Does it make sense to have fixed timeboxes for each increment of work? If you can plan a schedule of known work, can you effectively make equal timeboxes? Or might it be more beneficial to have timeboxes of various lengths for different steps in the process?

Do you need to perform Product Backlog Refinement if your work can be fully scoped out in advance? Perhaps you may discover nuances in your current environment that require plan adjustments, but perhaps not full-blown refinement every iteration, especially if the known work hasn't changed.

Do you need to perform a Sprint Retrospective after each iteration? If you have an overall plan and your plan is holding true after the iteration, does a retrospective add value? Perhaps it would be useful to do it if there were significant deviations from plan to perform a retrospective and perhaps a replanning activity, but perhaps not after every timebox.

If the organization understands that Scrum contains certain rules and not following the rules results in something that is not Scrum, then finding reasons why it doesn't make sense to follow the rules and therefore doesn't make sense to implement Scrum should be a straightforward exercise.

Instead of implementing Scrum, you can look at good practices and use the ones that are valuable. Perhaps something like a Daily Scrum is still useful to have early insight into schedule deviations. Perhaps just-in-time retrospectives and replanning activities would be useful to respond to unexpected events. Perhaps having a dedicated Product Owner makes sense to help ensure that the effort keeps the right focus. But implementing these individual practices is not Scrum.

05:55 pm August 9, 2020

I've found it difficult to hold up the Agile Manifesto or the Scrum Guide and get people to buy-in to what I believe in. Often times, the developers just want to code, the stakeholders just want to get work done, the sponsors just want to avoid sunk-cost and the customer just wants a product that works.

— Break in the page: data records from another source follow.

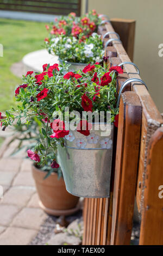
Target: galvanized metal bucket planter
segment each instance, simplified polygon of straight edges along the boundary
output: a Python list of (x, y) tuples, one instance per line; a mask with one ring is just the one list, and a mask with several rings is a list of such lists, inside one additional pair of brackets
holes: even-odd
[(101, 136), (101, 131), (93, 124), (89, 136), (70, 131), (65, 147), (58, 146), (66, 189), (74, 196), (109, 197), (114, 125), (109, 136)]
[[(59, 61), (60, 64), (62, 64), (62, 60), (59, 58)], [(71, 66), (69, 66), (68, 71), (76, 71), (77, 70), (79, 70), (79, 69), (83, 69), (88, 65), (88, 64), (85, 63), (75, 63), (74, 62), (69, 62), (66, 60), (65, 62), (67, 64), (71, 64)]]

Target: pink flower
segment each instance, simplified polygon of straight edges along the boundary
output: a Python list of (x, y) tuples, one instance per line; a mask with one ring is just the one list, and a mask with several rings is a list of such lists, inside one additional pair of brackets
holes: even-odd
[(31, 75), (33, 74), (33, 71), (28, 71), (25, 76), (26, 77), (27, 76), (28, 76), (28, 75)]
[(37, 154), (37, 152), (33, 152), (32, 151), (30, 150), (30, 149), (28, 149), (27, 150), (27, 153), (28, 153), (28, 156), (32, 160), (34, 160), (36, 162), (40, 162), (40, 158), (39, 155)]

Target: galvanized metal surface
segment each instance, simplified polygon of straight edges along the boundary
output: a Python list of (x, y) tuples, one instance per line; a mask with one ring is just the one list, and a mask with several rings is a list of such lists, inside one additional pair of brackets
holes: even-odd
[(110, 135), (101, 136), (101, 131), (95, 131), (93, 125), (90, 136), (71, 131), (65, 147), (58, 145), (58, 161), (70, 193), (82, 197), (109, 197), (113, 132), (111, 124)]
[[(59, 58), (59, 61), (60, 63), (62, 64), (62, 60), (61, 60), (60, 58)], [(67, 61), (65, 61), (65, 63), (67, 64), (71, 64), (68, 69), (68, 71), (76, 71), (77, 70), (79, 70), (83, 69), (88, 65), (88, 63), (75, 63), (74, 62), (69, 62)]]

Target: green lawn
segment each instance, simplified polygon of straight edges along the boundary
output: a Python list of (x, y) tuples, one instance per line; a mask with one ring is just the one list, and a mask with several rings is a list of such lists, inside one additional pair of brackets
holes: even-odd
[(43, 47), (47, 36), (45, 23), (0, 19), (0, 44), (3, 57), (0, 57), (0, 112), (14, 104), (14, 91), (21, 80), (10, 71), (12, 64), (23, 56)]

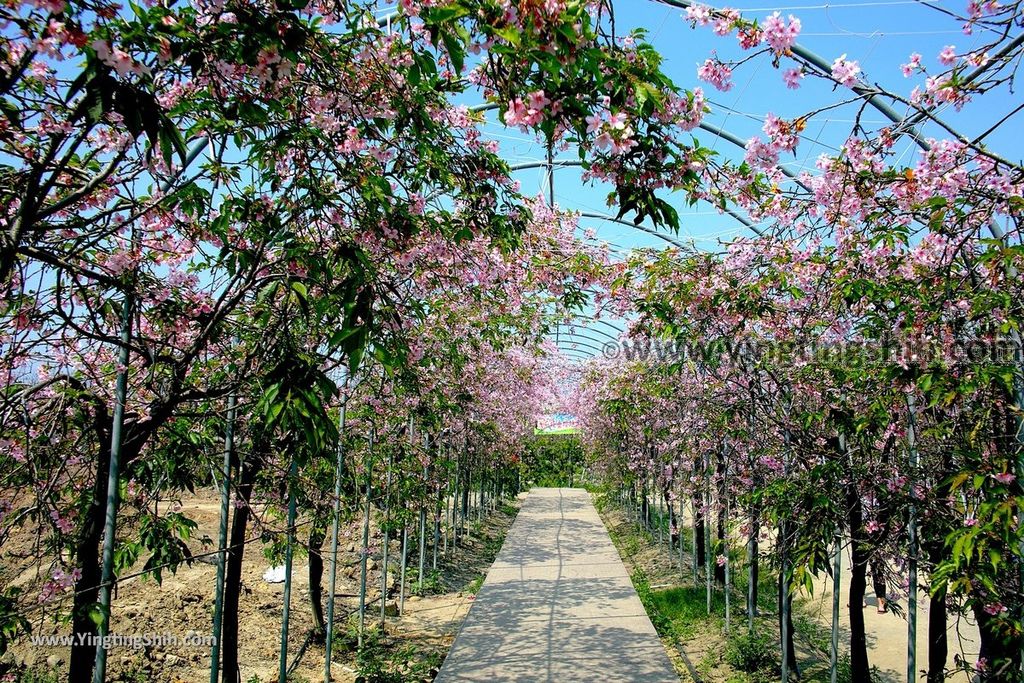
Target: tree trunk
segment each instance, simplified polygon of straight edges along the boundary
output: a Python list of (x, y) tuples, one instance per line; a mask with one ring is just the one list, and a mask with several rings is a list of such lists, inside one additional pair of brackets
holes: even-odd
[(758, 615), (758, 581), (761, 575), (761, 567), (758, 556), (761, 552), (758, 547), (758, 537), (761, 535), (761, 515), (757, 508), (751, 509), (751, 538), (746, 544), (746, 561), (750, 562), (746, 580), (750, 585), (746, 587), (746, 599), (749, 608), (754, 610), (754, 615)]
[(699, 502), (696, 505), (693, 506), (693, 511), (694, 511), (694, 513), (693, 513), (693, 528), (694, 528), (694, 532), (696, 533), (696, 544), (697, 544), (697, 548), (696, 548), (696, 552), (697, 552), (697, 566), (698, 567), (703, 567), (703, 566), (707, 566), (707, 563), (708, 563), (708, 556), (707, 556), (707, 552), (706, 552), (706, 549), (708, 548), (708, 543), (707, 543), (707, 541), (705, 539), (705, 532), (706, 532), (706, 528), (705, 528), (705, 516), (703, 516), (703, 512), (700, 509)]
[[(726, 481), (725, 481), (725, 454), (722, 449), (718, 451), (718, 459), (715, 463), (715, 473), (718, 476), (718, 529), (716, 538), (718, 539), (717, 548), (721, 549), (721, 554), (725, 557), (729, 556), (729, 544), (726, 542), (725, 538), (725, 497), (726, 497)], [(725, 586), (725, 565), (715, 562), (715, 581)]]
[(665, 507), (669, 510), (669, 547), (674, 548), (682, 539), (679, 532), (679, 518), (676, 516), (676, 506), (669, 500), (668, 488), (662, 492), (662, 497), (665, 499)]
[(227, 544), (227, 566), (224, 572), (224, 622), (220, 632), (221, 670), (225, 683), (241, 680), (239, 670), (239, 598), (242, 591), (242, 559), (246, 551), (246, 528), (249, 524), (249, 501), (256, 476), (263, 468), (257, 453), (242, 465), (238, 497), (241, 507), (231, 517), (231, 536)]
[(981, 649), (978, 658), (985, 660), (980, 680), (985, 683), (1016, 681), (1020, 667), (1020, 641), (997, 630), (997, 621), (985, 611), (981, 601), (974, 603), (974, 617), (978, 621)]
[(68, 680), (70, 683), (90, 683), (96, 659), (95, 636), (98, 627), (89, 615), (99, 599), (99, 544), (102, 542), (106, 510), (106, 475), (110, 461), (105, 455), (96, 458), (96, 479), (92, 484), (92, 500), (79, 533), (75, 557), (82, 575), (75, 583), (72, 631), (75, 641), (71, 648)]
[(928, 603), (928, 683), (946, 680), (946, 596), (932, 596)]
[(309, 529), (309, 606), (313, 614), (313, 633), (316, 642), (321, 642), (327, 634), (327, 622), (324, 620), (324, 556), (321, 549), (327, 538), (327, 528), (313, 524)]
[(790, 672), (796, 674), (797, 678), (800, 678), (800, 665), (797, 663), (797, 640), (796, 640), (796, 628), (793, 625), (793, 594), (794, 591), (791, 587), (788, 591), (788, 599), (786, 602), (786, 609), (781, 609), (782, 605), (782, 573), (779, 572), (778, 581), (776, 582), (776, 592), (777, 592), (777, 602), (779, 604), (778, 610), (778, 632), (782, 633), (782, 614), (785, 614), (786, 623), (786, 639), (785, 639), (785, 652), (786, 661), (790, 665)]
[(847, 487), (853, 567), (850, 570), (850, 683), (870, 683), (867, 637), (864, 633), (864, 591), (867, 588), (868, 547), (864, 531), (860, 494)]

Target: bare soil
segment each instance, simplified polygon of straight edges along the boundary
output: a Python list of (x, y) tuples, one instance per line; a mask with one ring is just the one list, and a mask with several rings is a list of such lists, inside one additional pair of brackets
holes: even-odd
[[(501, 540), (511, 526), (518, 510), (513, 501), (511, 509), (488, 514), (482, 522), (467, 525), (470, 533), (460, 539), (459, 547), (449, 546), (450, 552), (439, 553), (437, 574), (428, 588), (438, 592), (418, 597), (411, 595), (410, 586), (417, 580), (419, 553), (411, 539), (407, 578), (404, 612), (397, 616), (399, 547), (392, 542), (389, 550), (389, 586), (386, 598), (387, 617), (381, 631), (380, 587), (381, 548), (379, 529), (374, 529), (371, 549), (376, 549), (369, 560), (367, 630), (368, 642), (373, 642), (373, 666), (380, 666), (395, 675), (394, 680), (432, 680), (437, 667), (447, 653), (455, 634), (473, 600), (473, 592), (486, 572)], [(199, 539), (216, 538), (219, 520), (219, 499), (215, 490), (198, 492), (181, 501), (181, 512), (199, 523), (195, 542), (189, 543), (196, 554), (209, 552)], [(475, 519), (475, 515), (473, 516)], [(301, 519), (300, 540), (301, 540)], [(354, 613), (358, 609), (359, 524), (345, 526), (339, 542), (339, 567), (335, 602), (336, 647), (332, 677), (336, 681), (352, 682), (360, 673), (354, 651)], [(412, 537), (412, 533), (411, 533)], [(325, 564), (328, 548), (325, 546)], [(140, 560), (139, 566), (144, 558)], [(430, 573), (432, 553), (427, 553), (427, 570)], [(242, 680), (246, 682), (273, 681), (278, 677), (279, 651), (284, 604), (284, 584), (268, 584), (263, 572), (270, 563), (261, 554), (260, 544), (251, 544), (246, 550), (243, 571), (243, 595), (239, 614)], [(325, 566), (324, 586), (327, 592), (329, 565)], [(111, 633), (116, 634), (172, 634), (180, 641), (205, 638), (212, 629), (214, 584), (216, 567), (205, 561), (194, 561), (178, 568), (175, 573), (165, 573), (163, 582), (133, 578), (119, 584), (114, 599)], [(35, 572), (17, 580), (26, 585), (27, 594), (37, 585)], [(429, 593), (431, 591), (425, 591)], [(325, 597), (326, 600), (326, 597)], [(50, 613), (67, 609), (51, 605)], [(312, 630), (309, 604), (309, 583), (306, 557), (297, 555), (293, 565), (292, 600), (288, 652), (293, 661)], [(54, 623), (52, 617), (39, 617), (33, 624), (34, 635), (69, 634), (67, 625)], [(62, 680), (67, 676), (69, 647), (33, 645), (24, 639), (16, 643), (4, 660), (22, 670), (22, 678), (33, 681)], [(361, 667), (369, 666), (365, 652)], [(295, 674), (290, 680), (323, 680), (325, 649), (322, 643), (311, 643), (306, 648)], [(111, 681), (140, 683), (194, 683), (209, 679), (210, 648), (179, 642), (177, 645), (155, 645), (140, 649), (130, 646), (110, 650), (108, 675)], [(2, 667), (0, 667), (2, 669)], [(31, 672), (31, 673), (29, 673)]]

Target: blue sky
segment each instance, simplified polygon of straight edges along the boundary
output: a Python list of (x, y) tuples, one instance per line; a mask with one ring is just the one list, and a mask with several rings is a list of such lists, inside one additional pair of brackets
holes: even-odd
[[(942, 3), (950, 9), (963, 11), (966, 3)], [(959, 23), (939, 11), (921, 5), (913, 0), (841, 0), (837, 4), (796, 0), (779, 3), (771, 7), (757, 0), (741, 0), (730, 6), (743, 11), (749, 18), (763, 19), (777, 8), (783, 14), (799, 16), (803, 30), (800, 43), (814, 50), (827, 61), (843, 53), (849, 59), (857, 59), (863, 76), (870, 83), (879, 83), (904, 96), (908, 96), (914, 85), (924, 78), (915, 76), (905, 79), (899, 65), (906, 61), (912, 51), (921, 52), (923, 62), (933, 72), (940, 70), (936, 56), (945, 45), (955, 45), (957, 52), (983, 44), (987, 36), (976, 31), (973, 36), (964, 35)], [(742, 139), (761, 132), (763, 117), (771, 112), (785, 119), (794, 119), (811, 110), (842, 101), (850, 91), (834, 89), (823, 80), (806, 78), (799, 90), (786, 89), (781, 80), (781, 70), (773, 69), (770, 59), (759, 57), (736, 70), (734, 86), (728, 92), (719, 92), (696, 78), (697, 66), (717, 50), (722, 59), (739, 58), (746, 54), (734, 37), (715, 36), (710, 27), (691, 30), (682, 17), (683, 10), (664, 5), (653, 0), (617, 0), (615, 2), (616, 24), (621, 32), (632, 28), (644, 28), (648, 40), (665, 56), (664, 69), (683, 88), (701, 86), (712, 103), (709, 123), (725, 128)], [(783, 62), (783, 68), (785, 68)], [(993, 92), (968, 104), (961, 113), (948, 110), (943, 118), (955, 124), (966, 134), (978, 134), (1007, 114), (1020, 102), (1019, 96), (1008, 92)], [(818, 155), (834, 154), (849, 135), (856, 105), (846, 105), (813, 118), (804, 131), (804, 138), (795, 158), (786, 165), (792, 170), (813, 171)], [(897, 111), (900, 111), (897, 106)], [(1024, 120), (1024, 114), (1021, 120)], [(492, 119), (496, 118), (494, 113)], [(868, 108), (861, 117), (867, 125), (882, 127), (888, 123), (877, 111)], [(1020, 120), (1010, 120), (999, 131), (987, 138), (993, 150), (1011, 159), (1021, 158), (1021, 143), (1017, 130)], [(927, 131), (927, 129), (926, 129)], [(531, 136), (518, 130), (510, 130), (500, 124), (488, 127), (488, 132), (502, 141), (502, 150), (511, 163), (540, 161), (544, 158), (544, 147)], [(931, 131), (941, 136), (939, 131)], [(741, 157), (742, 151), (715, 136), (696, 131), (697, 137), (708, 146), (723, 155)], [(912, 162), (915, 148), (903, 145), (903, 160)], [(566, 157), (571, 158), (570, 151)], [(542, 169), (522, 171), (518, 174), (525, 191), (540, 191), (545, 186), (546, 171)], [(575, 168), (555, 171), (556, 202), (567, 209), (585, 211), (607, 211), (604, 197), (607, 186), (591, 187), (580, 182), (580, 171)], [(671, 200), (671, 198), (670, 198)], [(746, 233), (733, 219), (720, 216), (709, 206), (692, 209), (684, 207), (682, 197), (677, 207), (683, 214), (680, 236), (693, 239), (698, 246), (715, 249), (718, 240)], [(624, 248), (665, 246), (656, 238), (645, 236), (627, 226), (600, 223), (585, 219), (587, 226), (598, 227), (601, 238)]]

They don't care about the underlying business process.

Gradually, I've shifted from making the process (Scrum, Kanban, etc.) work for everybody, to making the best product that is developed using a good, common-sense approach. For instance, if two developers need to discuss something for the day, I don't see the value in having eight or more developers stand or sit around for 15-30 minutes and listen. I take a pragmatic approach with Agile. After all, I'm not selling Agile to customers. I'm selling a product that makes the customer happy, makes business profitable and keeps me employed.